Every individual who uses technology for their benefit would be generating 1.7 megabytes of data every second by 2020, which means a total of 40 Zettabytes. This includes internet users who generate 2.5 quintillion everyday. What stops you from having a data management system on your own, click here to visit our site to understand your business and the data it generates.
TL;DR
- Snowflake and Redshift are the two major players when it comes to cloud based data warehousing systems. In pricing, Snowflake is a bit more expensive than Amazon's Redshift but it couldn't be the only form of differentiating factor.

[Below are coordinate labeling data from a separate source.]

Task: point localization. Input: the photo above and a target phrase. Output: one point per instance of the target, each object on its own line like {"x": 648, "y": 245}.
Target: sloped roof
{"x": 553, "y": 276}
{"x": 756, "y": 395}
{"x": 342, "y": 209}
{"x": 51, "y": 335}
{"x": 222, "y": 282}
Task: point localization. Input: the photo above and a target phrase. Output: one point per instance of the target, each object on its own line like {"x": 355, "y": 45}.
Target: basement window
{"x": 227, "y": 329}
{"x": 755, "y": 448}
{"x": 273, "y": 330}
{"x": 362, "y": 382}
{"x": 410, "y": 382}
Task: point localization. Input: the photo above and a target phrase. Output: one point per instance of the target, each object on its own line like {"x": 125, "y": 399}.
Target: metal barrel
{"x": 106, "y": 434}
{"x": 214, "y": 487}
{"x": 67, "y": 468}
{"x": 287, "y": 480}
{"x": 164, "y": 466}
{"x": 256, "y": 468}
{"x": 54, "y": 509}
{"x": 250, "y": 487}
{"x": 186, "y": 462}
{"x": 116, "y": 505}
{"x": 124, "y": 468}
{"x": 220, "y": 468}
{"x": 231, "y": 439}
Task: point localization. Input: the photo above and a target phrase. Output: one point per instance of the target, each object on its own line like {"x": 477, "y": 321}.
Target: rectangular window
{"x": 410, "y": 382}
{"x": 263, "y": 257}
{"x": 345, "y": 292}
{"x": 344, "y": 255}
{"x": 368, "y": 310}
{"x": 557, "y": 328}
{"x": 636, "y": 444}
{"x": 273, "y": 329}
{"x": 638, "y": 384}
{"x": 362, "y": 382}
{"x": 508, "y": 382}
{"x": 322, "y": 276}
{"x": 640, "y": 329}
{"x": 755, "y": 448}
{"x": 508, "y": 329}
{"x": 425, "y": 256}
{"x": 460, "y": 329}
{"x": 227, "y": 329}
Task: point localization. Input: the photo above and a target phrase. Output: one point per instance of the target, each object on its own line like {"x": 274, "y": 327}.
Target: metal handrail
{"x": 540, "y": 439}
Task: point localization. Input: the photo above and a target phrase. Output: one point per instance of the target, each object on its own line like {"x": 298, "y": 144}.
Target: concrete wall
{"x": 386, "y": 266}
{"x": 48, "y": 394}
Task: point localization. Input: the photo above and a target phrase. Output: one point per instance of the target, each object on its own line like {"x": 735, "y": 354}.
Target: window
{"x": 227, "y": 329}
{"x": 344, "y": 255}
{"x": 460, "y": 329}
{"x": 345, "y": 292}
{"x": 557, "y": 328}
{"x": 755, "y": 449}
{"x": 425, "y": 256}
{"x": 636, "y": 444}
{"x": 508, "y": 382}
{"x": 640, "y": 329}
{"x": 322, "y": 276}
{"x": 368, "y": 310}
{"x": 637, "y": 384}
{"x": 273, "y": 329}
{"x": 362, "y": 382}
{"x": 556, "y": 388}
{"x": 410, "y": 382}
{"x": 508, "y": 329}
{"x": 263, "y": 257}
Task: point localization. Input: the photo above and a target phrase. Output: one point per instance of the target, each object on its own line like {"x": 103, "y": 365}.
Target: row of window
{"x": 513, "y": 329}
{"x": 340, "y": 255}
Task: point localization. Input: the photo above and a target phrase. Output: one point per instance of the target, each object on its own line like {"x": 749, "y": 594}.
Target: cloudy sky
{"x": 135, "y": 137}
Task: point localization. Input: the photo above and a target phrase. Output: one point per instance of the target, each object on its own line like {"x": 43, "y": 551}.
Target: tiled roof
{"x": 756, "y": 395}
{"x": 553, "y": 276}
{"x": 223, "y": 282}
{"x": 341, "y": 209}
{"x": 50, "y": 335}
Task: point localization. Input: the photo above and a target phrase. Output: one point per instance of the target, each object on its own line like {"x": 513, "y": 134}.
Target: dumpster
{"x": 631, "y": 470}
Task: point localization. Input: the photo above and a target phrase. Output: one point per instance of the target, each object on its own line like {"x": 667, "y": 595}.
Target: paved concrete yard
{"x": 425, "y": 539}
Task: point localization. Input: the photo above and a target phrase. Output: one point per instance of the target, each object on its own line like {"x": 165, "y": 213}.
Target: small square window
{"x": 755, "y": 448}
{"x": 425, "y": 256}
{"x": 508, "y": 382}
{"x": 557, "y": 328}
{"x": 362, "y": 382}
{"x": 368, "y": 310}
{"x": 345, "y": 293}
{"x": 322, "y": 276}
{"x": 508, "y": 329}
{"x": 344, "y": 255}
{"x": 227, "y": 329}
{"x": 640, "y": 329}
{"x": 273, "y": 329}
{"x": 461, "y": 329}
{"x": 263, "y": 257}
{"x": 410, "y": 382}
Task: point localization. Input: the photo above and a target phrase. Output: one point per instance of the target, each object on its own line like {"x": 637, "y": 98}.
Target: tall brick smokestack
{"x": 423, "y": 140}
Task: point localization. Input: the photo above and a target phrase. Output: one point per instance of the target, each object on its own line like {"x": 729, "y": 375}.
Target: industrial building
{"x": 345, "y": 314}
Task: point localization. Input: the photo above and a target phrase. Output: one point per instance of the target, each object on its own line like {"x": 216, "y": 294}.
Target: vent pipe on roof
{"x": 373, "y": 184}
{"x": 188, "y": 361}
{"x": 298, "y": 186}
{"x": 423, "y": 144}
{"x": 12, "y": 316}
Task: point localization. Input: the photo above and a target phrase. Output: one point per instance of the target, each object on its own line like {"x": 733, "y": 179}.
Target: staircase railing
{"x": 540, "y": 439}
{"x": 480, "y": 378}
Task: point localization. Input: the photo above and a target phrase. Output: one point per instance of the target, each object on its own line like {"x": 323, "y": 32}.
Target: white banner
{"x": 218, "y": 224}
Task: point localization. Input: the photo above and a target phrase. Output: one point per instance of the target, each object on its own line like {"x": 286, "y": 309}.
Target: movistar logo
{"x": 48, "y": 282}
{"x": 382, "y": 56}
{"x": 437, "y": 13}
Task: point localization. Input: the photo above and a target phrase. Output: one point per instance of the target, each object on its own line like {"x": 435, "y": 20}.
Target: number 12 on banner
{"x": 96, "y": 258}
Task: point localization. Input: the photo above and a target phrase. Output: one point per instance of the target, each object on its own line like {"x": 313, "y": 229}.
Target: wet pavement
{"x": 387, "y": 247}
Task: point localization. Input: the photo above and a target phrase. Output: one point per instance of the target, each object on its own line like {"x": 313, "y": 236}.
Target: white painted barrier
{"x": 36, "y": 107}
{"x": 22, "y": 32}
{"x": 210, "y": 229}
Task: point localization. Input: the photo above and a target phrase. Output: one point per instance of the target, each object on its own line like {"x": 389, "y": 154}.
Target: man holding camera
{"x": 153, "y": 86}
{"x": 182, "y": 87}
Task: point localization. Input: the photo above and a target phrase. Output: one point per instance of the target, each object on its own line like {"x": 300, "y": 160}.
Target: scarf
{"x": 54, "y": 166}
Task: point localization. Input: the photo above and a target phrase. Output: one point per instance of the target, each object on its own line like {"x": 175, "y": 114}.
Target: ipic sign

- Security is one aspect which both Snowflake and Redshift have been watchful, which results in their top notch security architecture that couldn't be breached.
- Snowflake has the upperhand when it comes to dealing with JSON storage, not only that, it requires just a minimal amount of maintenance when compared to Redshift.
- Amazon's Redshift is capable of integration with DynamoDB, Athena, Kinesis Data Firehose, EMR, SageMaker, Glue, Database Migration Service (DMS), CloudWatch Schema Conversion Tools (SCT), etc. This builds an ecosystem of Amazon web services which comes in hand with integrations.
- Snowflake doesn't work wonders with the above mentioned integration but it is capable of its own seamless integrations with Informatica, IBM Cognos, Qlik, Power BI, Apache Spark, Tableau, etc.
- Snowflake requires less maintenance when compared to Redshift however the performance capabilities are not very different.